Today I Learned...

Today I Learned...

Pratt parsing, aka top-down precedence parsing, aka precedence climbing

Since last weekend I’ve been toying around implementing a calculator in Zig.

One of my favorite algorithms I learned in college from my data structures classes were the shunting yard algorithm to parse and evaluate expressions, converting to the reverse Polish notation. Those exercises were clearly an important part of my becoming a programmer, as I’ve implemented those in most major programming languages I’ve learned over the years.

Anyway, I realized I needed something better for a calculator with variables, so I did some research on alternatives and that’s how I ended up finding about Top-Down Precedence Parsing algorithm described by Vaughan Pratt in 1973 – also known as Pratt parsing.

I learned it mostly through reading this nice blog post explanation, reading its accompanying code and writing my own implementation in Python.
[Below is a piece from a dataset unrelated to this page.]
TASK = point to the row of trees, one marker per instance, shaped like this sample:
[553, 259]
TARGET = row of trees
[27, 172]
For me, the best way to really learn something is by doing, rather than just reading.

I really like this algorithm, because it is not only quite simple, but it’s pretty much extensible: there is a nice separation of concerns between the core parsing implementation and the definition of the “parselets”.

It’s like, it is the sweet spot between recursive descent parsing and say, an LL parser: in a recursive descent parser, you don’t have a “grammar view” of the language, the grammar is pretty much implicitly hardcoded in the implementation. On the other hand, an LL parser lets you write a grammar separately from the parsing code, but is a lot of more complex and even getting a grammar right isn’t very straightforward.

The top-down precedence parsing discovered by Pratt lets you easily extend the parser by adding new “parselets”, which are put in one of two hash tables: one for the “prefix parselets”, and the other for the “infix parselets”. If you push it, you can use it to make a language that lets you change add new syntax at runtime!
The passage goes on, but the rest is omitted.